Good progress has been made on finalising the more detailed gas agreement on the Papua LNG Project since the signing on the Memorandum of Understanding in November last year.

Oil Search Managing Director, Peter Botten, said progress has been made on finalising the detailed agreement based on the structure established in the MoU.

The MoU provides the framework for key terms and conditions to be included within the Papua LNG Project Gas Agreement, including the tax rates and Domestic Market Obligation that will apply.

Botten said this in the company’s fourth quarter report for 2018.

Botten said well-defined plans are in place to complete and sign the full gas agreement, with all parties aiming for this to occur no later than 31 March 2019, in line with the MoU timeline.

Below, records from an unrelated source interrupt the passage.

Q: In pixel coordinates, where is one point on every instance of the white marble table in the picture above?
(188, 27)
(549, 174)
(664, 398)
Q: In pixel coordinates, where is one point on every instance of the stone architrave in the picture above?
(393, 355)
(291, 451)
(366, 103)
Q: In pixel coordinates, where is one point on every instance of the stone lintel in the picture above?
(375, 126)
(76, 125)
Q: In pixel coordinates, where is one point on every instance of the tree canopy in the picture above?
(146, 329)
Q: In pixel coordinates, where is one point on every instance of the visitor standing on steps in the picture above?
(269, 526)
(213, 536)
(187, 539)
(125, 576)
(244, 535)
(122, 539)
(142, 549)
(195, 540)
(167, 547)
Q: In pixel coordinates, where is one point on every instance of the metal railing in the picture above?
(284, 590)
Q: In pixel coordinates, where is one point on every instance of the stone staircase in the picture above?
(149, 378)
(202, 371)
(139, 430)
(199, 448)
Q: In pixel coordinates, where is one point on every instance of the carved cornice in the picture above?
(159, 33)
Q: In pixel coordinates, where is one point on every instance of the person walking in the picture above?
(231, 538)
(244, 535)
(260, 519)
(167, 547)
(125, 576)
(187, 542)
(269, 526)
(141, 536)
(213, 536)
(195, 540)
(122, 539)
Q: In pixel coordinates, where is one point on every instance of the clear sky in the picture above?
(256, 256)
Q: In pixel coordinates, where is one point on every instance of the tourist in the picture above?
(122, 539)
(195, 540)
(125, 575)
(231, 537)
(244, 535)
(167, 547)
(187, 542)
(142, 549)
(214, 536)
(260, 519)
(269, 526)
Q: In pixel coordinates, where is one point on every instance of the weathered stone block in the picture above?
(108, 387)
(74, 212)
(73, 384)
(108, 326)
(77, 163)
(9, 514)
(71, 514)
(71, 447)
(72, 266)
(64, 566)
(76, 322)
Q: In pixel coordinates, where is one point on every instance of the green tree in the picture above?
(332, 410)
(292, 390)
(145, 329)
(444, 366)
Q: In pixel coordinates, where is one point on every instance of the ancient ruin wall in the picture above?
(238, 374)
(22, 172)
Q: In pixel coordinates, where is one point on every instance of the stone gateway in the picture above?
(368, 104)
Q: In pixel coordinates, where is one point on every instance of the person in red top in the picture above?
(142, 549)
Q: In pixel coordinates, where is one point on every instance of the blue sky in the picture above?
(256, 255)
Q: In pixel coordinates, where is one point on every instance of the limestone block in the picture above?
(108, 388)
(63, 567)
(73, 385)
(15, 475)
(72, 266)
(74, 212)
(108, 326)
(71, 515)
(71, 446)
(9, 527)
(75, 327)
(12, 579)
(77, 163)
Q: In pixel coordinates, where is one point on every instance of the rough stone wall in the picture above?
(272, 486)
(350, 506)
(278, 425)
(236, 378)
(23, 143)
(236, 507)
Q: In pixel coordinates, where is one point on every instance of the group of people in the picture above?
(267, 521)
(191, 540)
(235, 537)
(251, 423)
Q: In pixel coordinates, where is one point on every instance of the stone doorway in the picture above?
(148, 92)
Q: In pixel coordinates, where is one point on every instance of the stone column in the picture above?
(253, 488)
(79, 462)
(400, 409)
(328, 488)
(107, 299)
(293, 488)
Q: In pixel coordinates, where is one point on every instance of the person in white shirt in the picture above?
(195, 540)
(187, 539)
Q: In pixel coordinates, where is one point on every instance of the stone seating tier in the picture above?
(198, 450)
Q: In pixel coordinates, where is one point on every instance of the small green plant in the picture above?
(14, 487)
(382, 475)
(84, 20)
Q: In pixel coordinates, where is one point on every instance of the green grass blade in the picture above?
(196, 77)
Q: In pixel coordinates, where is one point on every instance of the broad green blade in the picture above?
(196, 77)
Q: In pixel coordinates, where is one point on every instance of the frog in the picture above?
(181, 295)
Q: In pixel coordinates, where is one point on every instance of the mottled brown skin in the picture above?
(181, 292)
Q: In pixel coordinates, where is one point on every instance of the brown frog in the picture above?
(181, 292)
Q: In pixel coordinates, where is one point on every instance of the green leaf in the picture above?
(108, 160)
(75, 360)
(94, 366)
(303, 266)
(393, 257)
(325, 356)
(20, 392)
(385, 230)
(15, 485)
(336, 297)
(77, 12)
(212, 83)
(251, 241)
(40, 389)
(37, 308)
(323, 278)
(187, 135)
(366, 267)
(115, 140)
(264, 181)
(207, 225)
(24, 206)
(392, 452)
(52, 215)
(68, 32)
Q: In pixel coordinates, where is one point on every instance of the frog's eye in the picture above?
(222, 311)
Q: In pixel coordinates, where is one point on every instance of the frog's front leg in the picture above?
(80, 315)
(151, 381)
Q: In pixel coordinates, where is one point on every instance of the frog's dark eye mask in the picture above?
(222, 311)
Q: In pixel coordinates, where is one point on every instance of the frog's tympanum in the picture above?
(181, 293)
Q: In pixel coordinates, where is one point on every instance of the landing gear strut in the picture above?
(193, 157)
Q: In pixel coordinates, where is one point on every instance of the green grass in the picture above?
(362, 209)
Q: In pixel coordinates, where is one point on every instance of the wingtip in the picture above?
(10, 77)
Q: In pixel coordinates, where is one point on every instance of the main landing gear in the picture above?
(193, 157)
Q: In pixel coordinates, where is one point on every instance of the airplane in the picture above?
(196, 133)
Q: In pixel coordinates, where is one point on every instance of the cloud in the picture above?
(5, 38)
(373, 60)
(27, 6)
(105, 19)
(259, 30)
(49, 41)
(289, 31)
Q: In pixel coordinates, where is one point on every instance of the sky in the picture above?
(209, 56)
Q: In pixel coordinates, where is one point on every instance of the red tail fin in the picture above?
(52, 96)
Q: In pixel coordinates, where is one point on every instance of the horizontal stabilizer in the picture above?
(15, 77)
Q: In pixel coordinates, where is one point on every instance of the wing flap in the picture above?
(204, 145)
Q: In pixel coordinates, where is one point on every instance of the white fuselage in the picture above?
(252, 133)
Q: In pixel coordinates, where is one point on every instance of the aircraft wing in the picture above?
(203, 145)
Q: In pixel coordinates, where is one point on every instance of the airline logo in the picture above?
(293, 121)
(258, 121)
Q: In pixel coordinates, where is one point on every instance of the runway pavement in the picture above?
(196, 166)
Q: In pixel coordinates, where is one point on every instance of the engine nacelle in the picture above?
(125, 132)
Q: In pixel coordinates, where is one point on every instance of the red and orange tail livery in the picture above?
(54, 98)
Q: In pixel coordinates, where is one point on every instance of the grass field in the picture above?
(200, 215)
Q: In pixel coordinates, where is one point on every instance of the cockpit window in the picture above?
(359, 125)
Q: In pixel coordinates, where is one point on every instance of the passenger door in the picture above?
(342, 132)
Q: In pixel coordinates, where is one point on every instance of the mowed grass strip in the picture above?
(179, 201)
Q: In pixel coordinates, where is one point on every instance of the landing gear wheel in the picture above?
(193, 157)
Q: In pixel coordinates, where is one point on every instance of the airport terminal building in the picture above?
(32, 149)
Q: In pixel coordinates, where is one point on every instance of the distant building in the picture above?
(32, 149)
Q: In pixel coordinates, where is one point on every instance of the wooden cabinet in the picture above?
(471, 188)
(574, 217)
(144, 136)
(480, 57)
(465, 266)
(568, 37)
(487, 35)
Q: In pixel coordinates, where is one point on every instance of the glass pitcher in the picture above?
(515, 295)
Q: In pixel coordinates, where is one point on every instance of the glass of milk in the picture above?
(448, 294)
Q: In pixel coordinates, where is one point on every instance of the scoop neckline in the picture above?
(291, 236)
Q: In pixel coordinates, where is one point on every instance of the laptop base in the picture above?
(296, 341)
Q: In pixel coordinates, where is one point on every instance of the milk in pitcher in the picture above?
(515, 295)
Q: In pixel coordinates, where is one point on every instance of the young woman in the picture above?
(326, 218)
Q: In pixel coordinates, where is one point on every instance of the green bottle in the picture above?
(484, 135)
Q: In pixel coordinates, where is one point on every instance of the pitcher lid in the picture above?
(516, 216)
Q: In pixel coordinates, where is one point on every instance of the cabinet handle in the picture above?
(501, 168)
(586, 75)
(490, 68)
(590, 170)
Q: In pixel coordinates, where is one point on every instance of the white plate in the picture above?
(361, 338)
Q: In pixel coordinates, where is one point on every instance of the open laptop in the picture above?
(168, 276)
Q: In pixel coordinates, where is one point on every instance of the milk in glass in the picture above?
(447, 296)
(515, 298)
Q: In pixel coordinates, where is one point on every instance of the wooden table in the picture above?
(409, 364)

He said while the key focus during the quarter was on the Papua LNG Agreement, the P’nyang (PRL 3) Gas Agreement is also targeted to be finalised before the end of March.

This will enable an integrated FEED entry decision to be made on the proposed three-train expansion at the PNG LNG plant site shortly afterwards.

During the quarter, the commercial arrangements that support the integration of the Papua LNG Project with the PNG LNG Project, including those related to site and facility access, were broadly agreed between the PNG LNG Project and Papua LNG (PRL 15) joint venture.

In addition, pre-FEED downstream studies continued, including engineering work on the design and process and layout optimisation of the three-train development concept, from the gas inlet to the LNG loading arm.

The PNG LNG, Papua LNG and P’nyang participants continue to meet regularly to discuss contracting strategies and are making good progress on project financing and the remaining agreements required to enable integration of the projects.